Pure form of MDMA, or ecstasy, is often sold as molly. MDMA causes the brain to release a surge of Serotonin leaving it depleted of this important chemical. Side effects can include confusion, depression, sleep problems, drug craving and anxiety lasting for days or even weeks.

It is normally never sold in a pure form. Often drugs are passed off as Molly and may be a mixture of cocaine, crack, ecstasy, meth or bath salt. The long and short-term effects of this drug in any mixture can be serious if not deadly.   


Acetaminophen, or Tylenol, is a pain medicine. Acetaminophen overdose is one of the most common poisonings worldwide. People often think that this medicine is very safe. However, it may be deadly if taken in large doses. Without rapid treatment, a very large overdose of acetaminophen can lead to liver failure and a very painful death within a few days.

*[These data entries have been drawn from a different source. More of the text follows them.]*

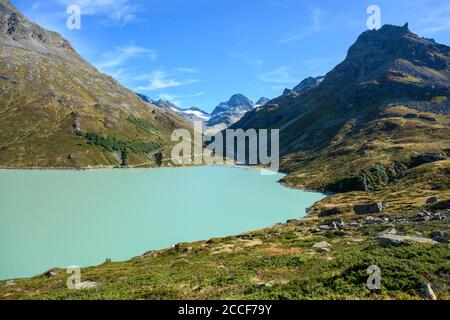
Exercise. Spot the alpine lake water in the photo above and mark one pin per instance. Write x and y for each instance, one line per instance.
(58, 218)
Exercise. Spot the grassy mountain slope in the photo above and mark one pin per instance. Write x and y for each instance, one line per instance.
(58, 111)
(387, 103)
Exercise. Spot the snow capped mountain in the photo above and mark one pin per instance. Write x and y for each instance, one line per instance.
(230, 112)
(190, 114)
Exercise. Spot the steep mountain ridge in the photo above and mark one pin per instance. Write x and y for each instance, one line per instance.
(386, 102)
(57, 110)
(229, 112)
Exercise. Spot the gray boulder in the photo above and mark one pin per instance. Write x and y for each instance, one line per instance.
(322, 246)
(427, 292)
(331, 212)
(392, 240)
(441, 205)
(440, 236)
(369, 208)
(432, 200)
(87, 285)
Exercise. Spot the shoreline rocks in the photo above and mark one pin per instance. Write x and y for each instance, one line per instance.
(369, 208)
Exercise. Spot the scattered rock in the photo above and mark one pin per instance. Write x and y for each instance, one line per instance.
(389, 240)
(432, 200)
(390, 231)
(87, 285)
(441, 205)
(322, 246)
(10, 283)
(440, 236)
(51, 273)
(427, 292)
(372, 220)
(376, 207)
(331, 212)
(425, 158)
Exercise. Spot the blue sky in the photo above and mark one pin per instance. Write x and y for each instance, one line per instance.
(200, 52)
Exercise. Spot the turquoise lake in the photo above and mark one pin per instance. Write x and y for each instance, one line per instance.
(63, 218)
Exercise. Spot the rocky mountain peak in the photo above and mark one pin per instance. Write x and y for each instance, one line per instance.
(239, 100)
(262, 102)
(308, 83)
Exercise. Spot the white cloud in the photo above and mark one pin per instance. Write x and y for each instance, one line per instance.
(280, 75)
(120, 55)
(121, 11)
(435, 16)
(315, 26)
(246, 59)
(161, 80)
(186, 70)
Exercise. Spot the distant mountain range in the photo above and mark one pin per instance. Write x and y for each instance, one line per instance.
(56, 110)
(224, 115)
(361, 125)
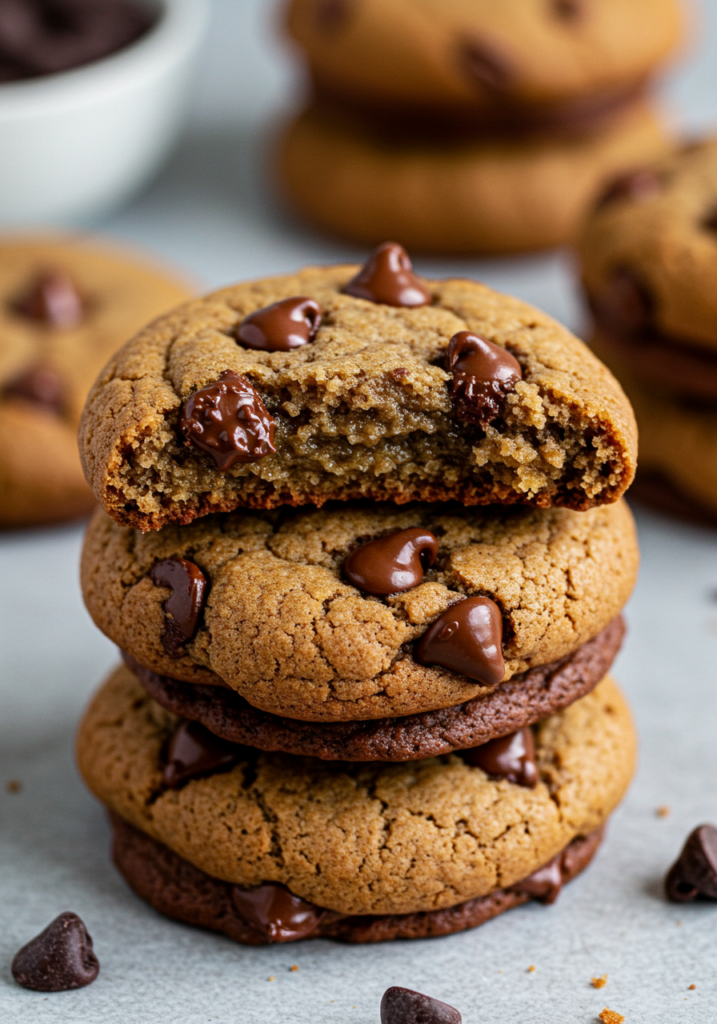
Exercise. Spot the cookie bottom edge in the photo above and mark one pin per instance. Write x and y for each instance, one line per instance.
(178, 890)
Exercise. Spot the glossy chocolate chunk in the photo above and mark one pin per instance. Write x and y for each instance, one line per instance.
(58, 958)
(277, 912)
(282, 326)
(403, 1006)
(183, 606)
(391, 564)
(467, 638)
(639, 184)
(482, 375)
(228, 420)
(510, 757)
(545, 884)
(694, 872)
(194, 752)
(52, 299)
(38, 384)
(484, 66)
(387, 278)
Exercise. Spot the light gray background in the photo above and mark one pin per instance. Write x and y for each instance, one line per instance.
(211, 213)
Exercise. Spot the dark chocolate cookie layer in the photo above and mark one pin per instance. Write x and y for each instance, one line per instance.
(178, 890)
(520, 701)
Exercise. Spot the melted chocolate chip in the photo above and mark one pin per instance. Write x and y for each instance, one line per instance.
(391, 564)
(484, 66)
(53, 299)
(40, 385)
(626, 305)
(694, 872)
(545, 884)
(58, 958)
(194, 752)
(403, 1006)
(229, 421)
(510, 757)
(183, 606)
(482, 375)
(467, 638)
(387, 278)
(277, 912)
(639, 184)
(282, 326)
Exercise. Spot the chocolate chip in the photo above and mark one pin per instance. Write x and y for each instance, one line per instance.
(282, 326)
(194, 752)
(545, 884)
(277, 912)
(393, 563)
(58, 958)
(568, 10)
(482, 375)
(53, 299)
(484, 66)
(694, 872)
(642, 183)
(403, 1006)
(467, 638)
(625, 305)
(228, 420)
(510, 757)
(40, 385)
(387, 278)
(183, 606)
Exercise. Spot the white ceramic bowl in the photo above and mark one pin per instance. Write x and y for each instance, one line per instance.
(77, 143)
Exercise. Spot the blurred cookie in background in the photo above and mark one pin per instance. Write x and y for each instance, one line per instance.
(475, 128)
(648, 256)
(68, 304)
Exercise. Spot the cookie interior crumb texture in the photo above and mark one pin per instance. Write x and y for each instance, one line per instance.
(356, 838)
(364, 411)
(283, 628)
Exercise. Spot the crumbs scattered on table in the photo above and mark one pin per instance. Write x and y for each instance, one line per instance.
(610, 1017)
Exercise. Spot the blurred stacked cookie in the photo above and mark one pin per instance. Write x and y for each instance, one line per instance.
(364, 549)
(67, 305)
(648, 256)
(471, 127)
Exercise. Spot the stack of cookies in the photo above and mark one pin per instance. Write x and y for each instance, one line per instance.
(470, 127)
(649, 256)
(67, 305)
(364, 550)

Benzodiazepines — common types include Xanax, Valium, Ativan, Versed

 Overdose death as a result of taking an excessive dose of benzodiazepines alone is uncommon but does occasionally happen. However, it is very common  that combinations of high doses of barbiturates, opioids  or tricyclic antidepressants are particularly dangerous, and may lead to severe complications such as coma or death. The most common symptoms of overdose include central nervous system (CNS) depression and intoxication with impaired balance, slurred speech. Severe symptoms include coma and respiratory depression.